We can make this better by sorting the data after loading it:
db= TRUNCATE sale_fact;
TRUNCATE TABLE
db= INSERT INTO sale_fact (username, sold_at)
db- SELECT
db- md5(random()::text) AS username,
db- '2020-01-01'::date + (interval '1 day') * round(random() * 365 * 2) AS sold_at
db- FROM
db- generate_series(1, 100000)
db- ORDER BY sold_at;
INSERT 0 100000
db= VACUUM ANALYZE sale_fact;
VACUUM
We include an ORDER BY
on the column we query, so the table inserts
and then sorts.
When querying now we see this:
db= EXPLAIN (ANALYZE)
db- SELECT *
db- FROM sale_fact
db- WHERE sold_at BETWEEN '2020-07-01' AND '2020-07-31';
QUERY PLAN
---------------------
Index Scan using sale_fact_sold_at_ix on sale_fact (cost=0.29..184.73 rows=4272 width=41)

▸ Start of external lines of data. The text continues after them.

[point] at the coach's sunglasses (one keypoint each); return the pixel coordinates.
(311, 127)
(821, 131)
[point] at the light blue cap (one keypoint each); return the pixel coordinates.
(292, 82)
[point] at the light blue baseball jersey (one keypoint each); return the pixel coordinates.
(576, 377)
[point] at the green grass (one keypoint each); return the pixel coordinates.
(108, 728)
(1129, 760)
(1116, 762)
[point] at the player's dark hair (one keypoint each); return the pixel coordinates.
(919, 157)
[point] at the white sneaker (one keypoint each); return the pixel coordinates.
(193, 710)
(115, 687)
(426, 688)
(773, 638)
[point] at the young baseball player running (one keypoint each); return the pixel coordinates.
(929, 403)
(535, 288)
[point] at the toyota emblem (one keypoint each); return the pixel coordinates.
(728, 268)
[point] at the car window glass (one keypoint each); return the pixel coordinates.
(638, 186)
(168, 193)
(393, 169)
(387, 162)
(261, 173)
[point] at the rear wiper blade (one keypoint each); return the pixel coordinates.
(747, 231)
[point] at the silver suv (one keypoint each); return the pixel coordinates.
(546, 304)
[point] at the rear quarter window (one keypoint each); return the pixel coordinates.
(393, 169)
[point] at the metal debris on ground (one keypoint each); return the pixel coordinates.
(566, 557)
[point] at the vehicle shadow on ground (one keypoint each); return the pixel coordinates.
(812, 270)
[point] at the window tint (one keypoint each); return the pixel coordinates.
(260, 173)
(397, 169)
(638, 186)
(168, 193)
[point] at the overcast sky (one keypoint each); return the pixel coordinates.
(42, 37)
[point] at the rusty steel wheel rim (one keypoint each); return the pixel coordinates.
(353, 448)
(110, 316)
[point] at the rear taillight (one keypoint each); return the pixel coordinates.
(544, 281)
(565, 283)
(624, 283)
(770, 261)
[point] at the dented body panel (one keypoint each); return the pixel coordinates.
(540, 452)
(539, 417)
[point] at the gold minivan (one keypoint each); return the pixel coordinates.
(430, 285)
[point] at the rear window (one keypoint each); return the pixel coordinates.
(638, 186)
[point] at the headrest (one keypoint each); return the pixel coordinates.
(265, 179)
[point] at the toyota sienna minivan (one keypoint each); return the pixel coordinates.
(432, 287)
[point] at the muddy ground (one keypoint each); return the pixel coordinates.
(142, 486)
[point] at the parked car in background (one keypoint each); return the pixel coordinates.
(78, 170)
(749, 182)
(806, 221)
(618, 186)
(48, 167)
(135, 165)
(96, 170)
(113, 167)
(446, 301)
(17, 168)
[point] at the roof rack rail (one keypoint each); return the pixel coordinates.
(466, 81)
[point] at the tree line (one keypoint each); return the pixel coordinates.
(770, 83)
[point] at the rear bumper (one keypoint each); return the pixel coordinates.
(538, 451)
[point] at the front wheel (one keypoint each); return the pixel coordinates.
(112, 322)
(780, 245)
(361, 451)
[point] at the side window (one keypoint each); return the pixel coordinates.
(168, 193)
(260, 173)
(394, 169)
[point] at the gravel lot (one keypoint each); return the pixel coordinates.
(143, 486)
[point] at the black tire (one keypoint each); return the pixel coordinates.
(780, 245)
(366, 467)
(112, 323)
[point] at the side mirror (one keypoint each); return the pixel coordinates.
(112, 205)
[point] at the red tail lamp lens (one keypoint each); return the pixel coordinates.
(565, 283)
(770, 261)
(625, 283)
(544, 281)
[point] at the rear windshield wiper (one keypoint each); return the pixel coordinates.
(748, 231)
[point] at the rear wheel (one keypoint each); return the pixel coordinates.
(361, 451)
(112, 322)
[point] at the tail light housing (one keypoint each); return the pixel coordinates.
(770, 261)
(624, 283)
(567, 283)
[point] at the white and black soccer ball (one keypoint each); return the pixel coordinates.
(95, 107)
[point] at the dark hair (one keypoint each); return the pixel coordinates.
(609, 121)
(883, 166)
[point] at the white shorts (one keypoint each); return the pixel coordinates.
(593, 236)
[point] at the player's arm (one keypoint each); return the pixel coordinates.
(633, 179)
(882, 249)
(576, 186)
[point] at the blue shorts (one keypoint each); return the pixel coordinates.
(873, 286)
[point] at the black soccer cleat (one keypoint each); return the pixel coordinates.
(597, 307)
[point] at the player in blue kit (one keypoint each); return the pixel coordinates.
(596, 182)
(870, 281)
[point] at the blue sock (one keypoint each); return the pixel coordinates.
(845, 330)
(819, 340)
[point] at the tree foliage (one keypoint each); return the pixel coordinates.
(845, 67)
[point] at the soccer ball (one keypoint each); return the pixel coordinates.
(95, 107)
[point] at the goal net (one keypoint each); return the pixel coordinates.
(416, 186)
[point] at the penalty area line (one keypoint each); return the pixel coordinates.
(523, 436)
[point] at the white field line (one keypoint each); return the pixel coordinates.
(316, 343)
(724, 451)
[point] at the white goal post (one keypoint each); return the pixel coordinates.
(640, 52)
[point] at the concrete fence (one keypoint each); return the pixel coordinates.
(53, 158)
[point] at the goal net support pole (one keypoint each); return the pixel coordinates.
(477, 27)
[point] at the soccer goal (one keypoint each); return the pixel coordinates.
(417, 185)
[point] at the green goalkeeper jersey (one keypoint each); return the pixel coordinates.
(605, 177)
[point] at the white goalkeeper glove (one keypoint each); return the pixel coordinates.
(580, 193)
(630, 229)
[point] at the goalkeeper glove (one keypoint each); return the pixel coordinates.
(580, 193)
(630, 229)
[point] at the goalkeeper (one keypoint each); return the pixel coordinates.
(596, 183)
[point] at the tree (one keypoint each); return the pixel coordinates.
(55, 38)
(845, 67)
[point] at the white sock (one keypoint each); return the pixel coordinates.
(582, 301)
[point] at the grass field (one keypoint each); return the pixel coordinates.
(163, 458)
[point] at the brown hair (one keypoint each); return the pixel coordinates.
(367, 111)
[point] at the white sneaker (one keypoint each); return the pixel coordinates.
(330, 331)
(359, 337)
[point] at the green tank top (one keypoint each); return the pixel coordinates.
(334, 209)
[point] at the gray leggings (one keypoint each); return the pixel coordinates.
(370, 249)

Index Cond: ((sold_at >= '2020-07-01'::date) AND (sold_at <= '2020-07-31'::date))
Planning Time: 0.145 ms
Execution Time: 2.294 ms
This query now only uses the index, and trusts that the data is in order. Querying data in order is almost always faster (think of a range query over a sorted vector over an unsorted vector),
This works because of Correlation
.
Statistical correlation between physical row ordering and logical ordering of the column values. This ranges from -1 to +1. When the value is near -1 or +1, an index scan on the column will be estimated to be cheaper than when it is near zero, due to reduction of random access to the disk.
Correlation of 1:
Correlation of 0:
We can query the correlation of sold_at
by looking at the pg_stats
for the table:
Before inserting it sorted:
db= SELECT tablename, attname, correlation
db- FROM pg_stats
db= WHERE tablename = 'sale_fact';
tablename | attname | correlation
-----------+----------+--------------
sale | id | 1
sale | username | -0.005344716
sale | sold_at | -0.011389783
Afterwards:
db= SELECT tablename, attname, correlation
db- FROM pg_stats
db= WHERE tablename = 'sale_fact';
tablename | attname | correlation
-----------+----------+----------------
sale_fact | id | 1
sale_fact | username | -0.00041992788
sale_fact | sold_at | 1
We can see that when the correlation is close to 1 or -1, that the table
will be more likely to use an Index Scan
instead of a
Bitmap Heap Scan
, and this is likely to be faster.